Results: Compilation of data from seven sequencing studies documented 22 patients with somatic HER2 mutations. These mutations clustered in three regions. The first cluster was at amino acid (aa) 309-310 (exon 8), located in the extracellular domain. These aa residues form part of the HER2 dimerization interface. The second cluster was at aa 755-781, located in the kinase domain (exons 19-20). This was the most common location for HER2 mutations, with 17 out of 22 patients having somatic mutations here. The third region was at aa 835-896, also in the kinase domain (exons 21-22). Using multiple experimental approaches (cell line experiments, in vitro kinase assays, protein structure modeling, and xenograft experiments), we tested seven of these HER2 mutations and showed that 4 of them are activating mutations that are sensitive to lapatinib and trastuzumab. Another 2 mutations were found to be lapatinib resistant and we determined their sensitivity to neratinib, canertinib, and gefitinib.

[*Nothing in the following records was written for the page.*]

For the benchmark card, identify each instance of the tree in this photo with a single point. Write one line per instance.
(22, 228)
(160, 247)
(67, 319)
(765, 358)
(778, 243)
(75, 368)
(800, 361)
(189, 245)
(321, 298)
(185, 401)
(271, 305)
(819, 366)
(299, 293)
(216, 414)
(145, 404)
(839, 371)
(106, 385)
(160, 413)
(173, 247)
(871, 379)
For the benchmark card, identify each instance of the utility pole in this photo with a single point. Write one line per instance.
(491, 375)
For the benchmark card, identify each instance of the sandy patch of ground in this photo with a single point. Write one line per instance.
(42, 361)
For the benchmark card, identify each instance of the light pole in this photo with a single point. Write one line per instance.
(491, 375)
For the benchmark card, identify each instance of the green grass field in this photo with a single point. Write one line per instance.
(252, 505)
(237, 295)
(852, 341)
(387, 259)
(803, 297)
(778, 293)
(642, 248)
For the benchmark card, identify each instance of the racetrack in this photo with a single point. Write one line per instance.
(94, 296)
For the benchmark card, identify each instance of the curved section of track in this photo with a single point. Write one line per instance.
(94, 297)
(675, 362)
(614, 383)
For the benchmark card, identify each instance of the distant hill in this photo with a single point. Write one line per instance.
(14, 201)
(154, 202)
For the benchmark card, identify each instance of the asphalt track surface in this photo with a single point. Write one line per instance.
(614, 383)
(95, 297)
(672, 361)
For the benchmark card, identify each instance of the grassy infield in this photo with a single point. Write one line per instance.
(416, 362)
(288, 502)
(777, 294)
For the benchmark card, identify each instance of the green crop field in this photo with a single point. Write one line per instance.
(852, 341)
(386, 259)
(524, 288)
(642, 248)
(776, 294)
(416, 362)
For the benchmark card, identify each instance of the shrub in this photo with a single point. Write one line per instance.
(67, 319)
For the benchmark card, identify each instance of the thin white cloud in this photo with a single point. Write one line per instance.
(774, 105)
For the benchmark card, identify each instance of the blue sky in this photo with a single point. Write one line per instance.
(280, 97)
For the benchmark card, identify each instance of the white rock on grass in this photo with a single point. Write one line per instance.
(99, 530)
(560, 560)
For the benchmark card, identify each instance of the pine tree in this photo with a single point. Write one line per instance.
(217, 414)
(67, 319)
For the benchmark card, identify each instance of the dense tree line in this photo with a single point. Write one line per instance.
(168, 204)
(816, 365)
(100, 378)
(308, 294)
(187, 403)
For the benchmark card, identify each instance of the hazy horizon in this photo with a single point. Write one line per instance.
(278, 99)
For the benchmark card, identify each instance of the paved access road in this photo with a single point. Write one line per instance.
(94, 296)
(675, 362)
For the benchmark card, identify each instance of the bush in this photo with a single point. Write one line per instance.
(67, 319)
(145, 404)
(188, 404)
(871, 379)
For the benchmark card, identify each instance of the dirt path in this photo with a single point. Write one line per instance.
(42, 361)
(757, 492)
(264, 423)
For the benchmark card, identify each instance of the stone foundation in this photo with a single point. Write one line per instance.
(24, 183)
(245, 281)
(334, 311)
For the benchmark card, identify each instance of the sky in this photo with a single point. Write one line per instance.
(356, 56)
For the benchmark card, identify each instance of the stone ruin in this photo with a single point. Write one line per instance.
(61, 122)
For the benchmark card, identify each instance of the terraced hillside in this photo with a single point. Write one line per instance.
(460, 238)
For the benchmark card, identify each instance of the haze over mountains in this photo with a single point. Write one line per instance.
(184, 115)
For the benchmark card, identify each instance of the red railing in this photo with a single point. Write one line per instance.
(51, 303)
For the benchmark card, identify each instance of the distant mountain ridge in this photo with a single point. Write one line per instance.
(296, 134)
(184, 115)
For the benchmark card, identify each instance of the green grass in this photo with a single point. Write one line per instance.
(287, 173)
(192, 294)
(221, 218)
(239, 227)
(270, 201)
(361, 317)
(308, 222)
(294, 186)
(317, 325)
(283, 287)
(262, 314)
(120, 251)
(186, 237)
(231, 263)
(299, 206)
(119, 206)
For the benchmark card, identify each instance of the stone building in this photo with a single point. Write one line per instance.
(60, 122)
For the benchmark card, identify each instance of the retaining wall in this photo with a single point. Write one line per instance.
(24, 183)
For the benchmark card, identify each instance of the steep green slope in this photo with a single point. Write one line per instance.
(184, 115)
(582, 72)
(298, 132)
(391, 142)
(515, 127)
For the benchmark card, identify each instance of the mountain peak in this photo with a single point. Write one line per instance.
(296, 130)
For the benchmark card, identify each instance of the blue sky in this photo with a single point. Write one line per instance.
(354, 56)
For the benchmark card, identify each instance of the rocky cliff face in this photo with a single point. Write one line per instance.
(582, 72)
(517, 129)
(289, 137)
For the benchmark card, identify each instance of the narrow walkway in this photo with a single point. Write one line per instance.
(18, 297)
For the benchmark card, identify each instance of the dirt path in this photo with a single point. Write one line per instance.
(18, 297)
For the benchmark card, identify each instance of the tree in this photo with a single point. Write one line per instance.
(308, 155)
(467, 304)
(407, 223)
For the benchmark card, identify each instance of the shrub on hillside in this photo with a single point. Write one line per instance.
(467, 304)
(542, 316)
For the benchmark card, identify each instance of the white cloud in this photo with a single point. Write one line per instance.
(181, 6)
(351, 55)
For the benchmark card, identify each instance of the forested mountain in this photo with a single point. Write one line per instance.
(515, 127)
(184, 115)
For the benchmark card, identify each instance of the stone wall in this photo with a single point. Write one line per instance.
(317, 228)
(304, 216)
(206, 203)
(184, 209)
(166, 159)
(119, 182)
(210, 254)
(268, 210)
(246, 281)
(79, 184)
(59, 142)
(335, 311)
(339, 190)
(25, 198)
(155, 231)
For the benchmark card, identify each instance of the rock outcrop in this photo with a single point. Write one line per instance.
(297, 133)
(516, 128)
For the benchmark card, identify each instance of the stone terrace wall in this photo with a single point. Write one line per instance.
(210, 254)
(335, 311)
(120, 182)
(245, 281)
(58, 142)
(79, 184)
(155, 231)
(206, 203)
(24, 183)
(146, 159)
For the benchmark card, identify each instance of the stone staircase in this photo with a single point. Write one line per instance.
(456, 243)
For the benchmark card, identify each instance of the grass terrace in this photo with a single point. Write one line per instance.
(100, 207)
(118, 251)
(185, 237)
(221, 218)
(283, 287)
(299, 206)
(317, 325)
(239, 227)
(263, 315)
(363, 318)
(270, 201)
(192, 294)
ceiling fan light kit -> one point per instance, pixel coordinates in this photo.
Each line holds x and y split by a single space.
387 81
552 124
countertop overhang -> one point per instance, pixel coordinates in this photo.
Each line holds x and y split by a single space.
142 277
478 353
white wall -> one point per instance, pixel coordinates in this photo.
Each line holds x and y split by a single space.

Conclusions: These findings biologically validate somatic HER2 mutations as good targets for breast cancer treatment, but the appropriate choice of targeted drug is dependent on the precise mutation present. This study is among the first to functionally characterize mutations identified by breast cancer genome sequencing. A prospective, multi-institutional clinical trial has been launched to screen for HER2 mutation positive patients and determine the clinical outcome of treatment with HER2 targeted drugs.